DIR: Jim Sheridan • WRI: Jim Sheridan, Johnny Ferguson • PRO: Noel Pearson, Rob Quigley, Jim Sheridan • DOP: Mikhail Krichman • ED: Dermot Diskin • DES: Derek Wallace • MUS: Brian Byrne • CAST: Rooney Mara, Theo James, Aidan Turner
Disclaimer: For anyone who’s purchasing a ticket to The Secret Scripture expecting a grisly and forensic investigation of the Catholic Church’s role in mid-20th century rural Ireland – don’t. That money would be much better spent on a night at home with microwave popcorn, a bottle of wine, the classics: Song for a Raggy Boy/The Magdalene Sisters … and, most likely, a lifetime of therapy. The Secret Scripture is the furthest from gritty realism a film can go – think Titanic meets Circle of Friends. But don’t get me wrong, it’s exactly this magical, romantic silliness that makes it such an enjoyable film to watch; the wondrous twists, poetic rants of madness, and two noble, tortured leads are straight out of a young adult adventure novel.
The film leaps between two narratives. ‘Lady Rose’, as she’s referred to by the staff at the Roscommon Regional Mental Hospital, has been locked up for most of her adult life for supposedly murdering her new-born child. As the facility is shutting down to make way for a Celtic Tiger Hotel, psychiatrist Dr.
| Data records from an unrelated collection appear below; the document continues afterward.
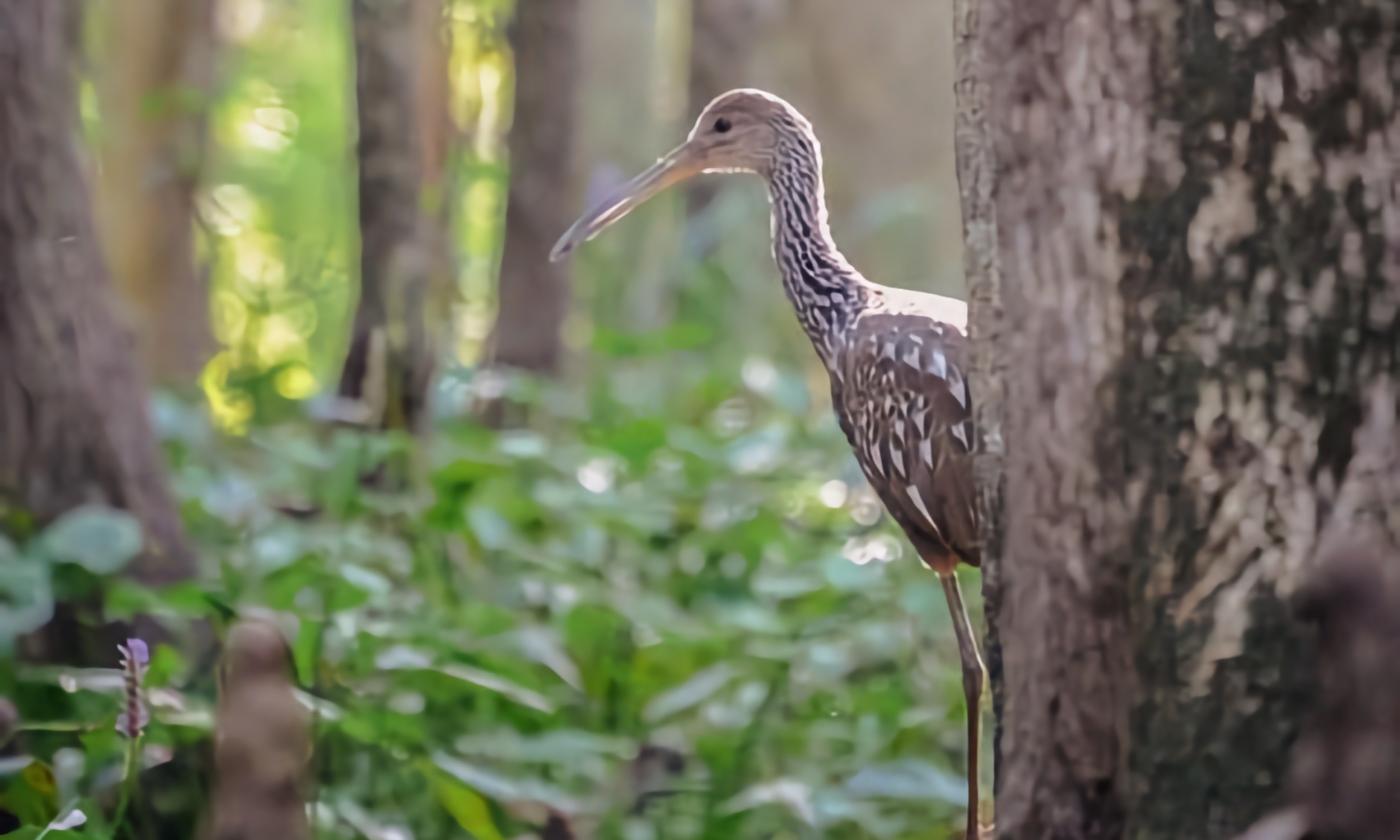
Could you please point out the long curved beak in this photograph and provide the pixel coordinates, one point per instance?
(676, 165)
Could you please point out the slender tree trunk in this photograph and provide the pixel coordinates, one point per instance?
(723, 34)
(389, 364)
(262, 741)
(73, 420)
(534, 291)
(153, 81)
(982, 263)
(1199, 223)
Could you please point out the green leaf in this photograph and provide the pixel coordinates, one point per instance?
(907, 779)
(25, 597)
(97, 538)
(506, 788)
(466, 807)
(695, 690)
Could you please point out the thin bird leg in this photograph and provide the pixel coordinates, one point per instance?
(973, 672)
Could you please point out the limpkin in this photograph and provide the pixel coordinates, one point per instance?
(896, 357)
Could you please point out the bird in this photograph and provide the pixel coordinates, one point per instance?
(896, 359)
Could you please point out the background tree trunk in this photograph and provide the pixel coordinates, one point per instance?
(391, 359)
(73, 419)
(534, 291)
(1199, 223)
(723, 34)
(154, 81)
(982, 263)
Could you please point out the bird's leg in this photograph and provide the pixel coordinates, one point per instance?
(972, 689)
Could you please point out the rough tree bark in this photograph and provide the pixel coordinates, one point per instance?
(73, 420)
(723, 34)
(982, 265)
(1197, 212)
(262, 741)
(534, 291)
(389, 364)
(153, 84)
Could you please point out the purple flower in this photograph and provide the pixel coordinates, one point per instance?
(135, 717)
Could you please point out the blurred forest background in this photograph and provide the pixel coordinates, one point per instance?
(557, 548)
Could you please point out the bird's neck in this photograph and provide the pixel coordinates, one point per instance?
(825, 290)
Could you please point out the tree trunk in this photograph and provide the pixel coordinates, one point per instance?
(153, 83)
(982, 265)
(1199, 226)
(388, 368)
(73, 420)
(723, 34)
(534, 291)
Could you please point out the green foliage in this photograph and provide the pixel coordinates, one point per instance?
(667, 609)
(503, 640)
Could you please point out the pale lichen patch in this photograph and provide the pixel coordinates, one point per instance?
(1295, 163)
(1225, 217)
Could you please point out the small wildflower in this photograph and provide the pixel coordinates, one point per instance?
(135, 658)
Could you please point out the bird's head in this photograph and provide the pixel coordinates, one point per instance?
(738, 132)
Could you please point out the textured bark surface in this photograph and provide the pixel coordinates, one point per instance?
(1199, 223)
(534, 291)
(982, 263)
(392, 346)
(153, 86)
(73, 419)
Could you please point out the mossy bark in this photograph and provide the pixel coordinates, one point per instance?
(154, 80)
(535, 293)
(403, 256)
(73, 417)
(1199, 226)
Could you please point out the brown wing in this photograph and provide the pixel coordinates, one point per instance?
(906, 408)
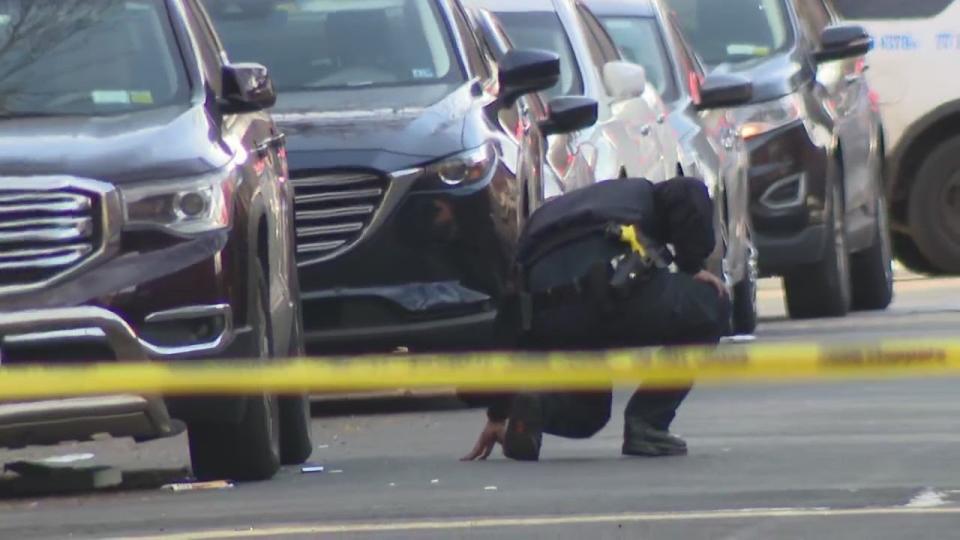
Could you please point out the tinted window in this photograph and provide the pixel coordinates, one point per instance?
(640, 41)
(543, 30)
(327, 44)
(814, 17)
(87, 57)
(608, 50)
(891, 9)
(734, 30)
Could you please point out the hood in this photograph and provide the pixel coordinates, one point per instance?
(773, 77)
(384, 128)
(168, 142)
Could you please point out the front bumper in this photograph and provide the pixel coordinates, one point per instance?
(788, 179)
(82, 334)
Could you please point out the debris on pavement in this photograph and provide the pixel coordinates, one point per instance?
(68, 458)
(198, 486)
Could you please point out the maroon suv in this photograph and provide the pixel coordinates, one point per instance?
(145, 215)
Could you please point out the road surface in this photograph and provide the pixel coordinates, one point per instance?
(845, 460)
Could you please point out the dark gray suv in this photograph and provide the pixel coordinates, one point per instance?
(815, 140)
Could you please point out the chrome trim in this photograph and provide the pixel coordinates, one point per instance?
(119, 335)
(220, 342)
(38, 326)
(398, 185)
(191, 312)
(332, 209)
(800, 179)
(55, 190)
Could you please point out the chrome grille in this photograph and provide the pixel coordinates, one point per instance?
(44, 233)
(333, 210)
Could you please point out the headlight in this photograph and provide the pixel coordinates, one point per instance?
(467, 167)
(761, 118)
(185, 207)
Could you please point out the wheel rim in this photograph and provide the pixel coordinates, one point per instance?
(949, 207)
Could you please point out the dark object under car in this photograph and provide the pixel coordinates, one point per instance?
(144, 216)
(411, 189)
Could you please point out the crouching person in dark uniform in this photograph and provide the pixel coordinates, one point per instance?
(594, 267)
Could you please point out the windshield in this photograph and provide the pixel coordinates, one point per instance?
(734, 30)
(87, 57)
(331, 44)
(543, 30)
(640, 41)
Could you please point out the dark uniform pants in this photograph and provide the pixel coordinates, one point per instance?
(667, 309)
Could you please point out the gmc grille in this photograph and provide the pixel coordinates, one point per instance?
(45, 233)
(333, 210)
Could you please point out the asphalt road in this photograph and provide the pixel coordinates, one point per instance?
(851, 460)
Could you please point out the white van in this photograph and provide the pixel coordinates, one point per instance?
(913, 70)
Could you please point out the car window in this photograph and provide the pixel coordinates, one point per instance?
(604, 44)
(814, 17)
(326, 44)
(478, 65)
(734, 30)
(891, 9)
(543, 30)
(640, 41)
(207, 44)
(88, 57)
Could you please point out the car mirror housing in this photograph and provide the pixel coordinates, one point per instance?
(568, 114)
(721, 90)
(247, 88)
(624, 80)
(843, 41)
(527, 71)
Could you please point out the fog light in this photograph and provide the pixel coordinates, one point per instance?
(192, 204)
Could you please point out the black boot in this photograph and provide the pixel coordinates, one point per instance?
(642, 439)
(524, 429)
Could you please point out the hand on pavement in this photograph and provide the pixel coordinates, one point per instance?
(704, 276)
(493, 433)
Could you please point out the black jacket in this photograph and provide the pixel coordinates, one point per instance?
(677, 212)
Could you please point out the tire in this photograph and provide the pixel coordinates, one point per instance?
(248, 450)
(823, 289)
(934, 208)
(872, 269)
(745, 298)
(907, 252)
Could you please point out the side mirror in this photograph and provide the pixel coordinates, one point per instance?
(625, 80)
(247, 88)
(525, 72)
(843, 41)
(720, 90)
(568, 114)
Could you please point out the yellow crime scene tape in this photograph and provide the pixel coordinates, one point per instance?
(659, 367)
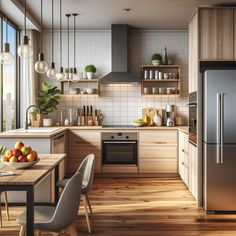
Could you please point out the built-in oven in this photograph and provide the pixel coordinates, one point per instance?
(119, 148)
(193, 118)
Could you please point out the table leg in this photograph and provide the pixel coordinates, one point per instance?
(56, 180)
(30, 210)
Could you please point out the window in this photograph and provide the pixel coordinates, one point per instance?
(8, 79)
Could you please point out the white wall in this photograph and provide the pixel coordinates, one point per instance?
(123, 103)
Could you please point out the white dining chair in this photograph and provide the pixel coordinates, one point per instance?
(61, 217)
(86, 168)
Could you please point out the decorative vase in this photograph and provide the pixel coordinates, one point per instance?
(165, 60)
(156, 62)
(89, 75)
(47, 122)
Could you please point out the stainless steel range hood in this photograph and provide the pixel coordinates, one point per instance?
(119, 62)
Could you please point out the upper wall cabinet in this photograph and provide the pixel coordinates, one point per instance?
(212, 36)
(216, 29)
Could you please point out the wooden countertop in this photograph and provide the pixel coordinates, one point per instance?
(17, 133)
(34, 174)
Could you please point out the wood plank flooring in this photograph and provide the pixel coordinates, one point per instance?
(142, 207)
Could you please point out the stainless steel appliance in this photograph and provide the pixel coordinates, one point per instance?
(170, 115)
(119, 148)
(219, 136)
(193, 118)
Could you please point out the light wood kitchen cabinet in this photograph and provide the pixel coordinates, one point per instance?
(80, 144)
(158, 151)
(193, 170)
(183, 160)
(212, 36)
(216, 28)
(193, 54)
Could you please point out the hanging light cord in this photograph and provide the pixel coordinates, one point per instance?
(68, 32)
(60, 38)
(6, 30)
(25, 17)
(74, 41)
(52, 31)
(41, 23)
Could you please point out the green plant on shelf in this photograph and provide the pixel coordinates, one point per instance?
(48, 98)
(90, 68)
(156, 57)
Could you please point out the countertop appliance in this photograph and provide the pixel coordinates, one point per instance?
(170, 115)
(193, 118)
(119, 148)
(219, 136)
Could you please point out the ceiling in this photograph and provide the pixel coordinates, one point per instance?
(100, 14)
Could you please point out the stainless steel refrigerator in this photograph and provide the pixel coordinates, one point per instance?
(219, 139)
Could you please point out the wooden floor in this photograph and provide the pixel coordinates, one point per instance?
(143, 207)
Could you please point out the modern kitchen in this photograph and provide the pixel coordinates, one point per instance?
(116, 117)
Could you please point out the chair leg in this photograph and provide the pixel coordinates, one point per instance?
(6, 205)
(72, 230)
(38, 232)
(88, 202)
(22, 230)
(86, 213)
(0, 213)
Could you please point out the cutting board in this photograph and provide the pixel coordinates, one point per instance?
(150, 112)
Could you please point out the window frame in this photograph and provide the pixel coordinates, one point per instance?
(17, 79)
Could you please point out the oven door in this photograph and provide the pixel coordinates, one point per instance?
(119, 152)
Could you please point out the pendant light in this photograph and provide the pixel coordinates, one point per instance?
(25, 51)
(60, 74)
(68, 38)
(75, 75)
(41, 66)
(51, 72)
(6, 57)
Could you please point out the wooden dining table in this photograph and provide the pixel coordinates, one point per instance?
(27, 179)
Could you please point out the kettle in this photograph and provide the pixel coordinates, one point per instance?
(170, 122)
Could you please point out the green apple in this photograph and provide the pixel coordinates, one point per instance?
(25, 150)
(13, 159)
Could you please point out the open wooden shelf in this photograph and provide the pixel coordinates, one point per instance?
(81, 84)
(172, 70)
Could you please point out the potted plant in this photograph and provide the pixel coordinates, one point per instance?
(90, 70)
(2, 151)
(48, 101)
(35, 118)
(156, 59)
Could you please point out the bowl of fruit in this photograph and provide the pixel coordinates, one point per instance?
(20, 157)
(138, 123)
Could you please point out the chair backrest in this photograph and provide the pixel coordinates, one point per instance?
(68, 205)
(87, 170)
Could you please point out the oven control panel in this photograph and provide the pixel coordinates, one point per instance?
(119, 136)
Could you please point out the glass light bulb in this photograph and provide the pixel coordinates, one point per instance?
(60, 76)
(41, 66)
(25, 51)
(75, 77)
(6, 58)
(51, 73)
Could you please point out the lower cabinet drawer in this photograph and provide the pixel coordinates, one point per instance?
(158, 165)
(157, 151)
(80, 151)
(75, 163)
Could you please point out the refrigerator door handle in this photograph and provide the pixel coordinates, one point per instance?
(222, 129)
(218, 128)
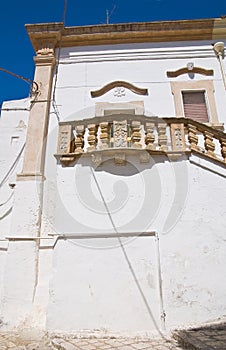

William Greene (Eric Bana) has been called in. His job is to assess this hundred-year-old patient, also known as Roseanne McNulty (Vanessa Redgrave). Lady Rose has defaced a bible, citing it as her ‘Secret Scripture’. From pages of scrawls and doodles, she starts regaling Greene and a woman known only as ‘Nurse’ (Susan Lynch) with the story of her past.
The second timeline takes place in the ’40s. Leaving her war-stricken life in Belfast, Roseanne Clear (Rooney Mara), as she’s known then, returns to her hometown, Ballytivan in Sligo. There she starts waiting tables in the Temperance Hotel for her conservative aunt, Eleanor (Aisling O’Sullivan). It’s not long before Rose draws the lustful gaze of every man in the village, including, but not limited to: a local IRA lackey Jack (Aidan Turner); Ballytivan RAF pilot Michael McNulty (Jack Reynor), who spends an inordinate amount of his time flying above his own home town; and the local priest Fr. Gaunt (Theo James), a man with a gaze so sultry, he’d tempt the staunchest of atheists back to mass.
A love-square ensues, the politics of which, attracts the attention of the sinister IRA enforcer, McCabe (Tom Vaughan Lawlor). After being publicly humiliated, then ostracized for her ‘effect on men’, Rose is eventually signed in to a local psychiatric hospital, St. Malachy’s by her aunt and on the testimony of the spurned (and very handsome) Fr. Gaunt. And things only go downhill from there.
Rooney Mara’s performance is poised, strong and emotive, and makes a potentially passive character, one who’s pushed along only by the whims of others, rather likable. Be prepared for a mild cringe midway, as the lack of chemistry between Mara and Reynor lends an awkwardness to the love scenes that is a perfect and authentic representation of repressed Irish Catholic nature. But at least Reynor’s flawless delivery of classic Reynor is as charming and cheeky as always. Vanessa Redgrave’s Shakespearian take on mental illness would sit better on stage than on screen, but is simultaneously solid and vulnerable.
The Secret Scripture packs a lifetime – and a long one at that – into a film. It’s not hard to forgive a few easy coincidences and misshapen character arcs, when ultimately what’s on screen is a beautiful, sad and funny piece of cinema.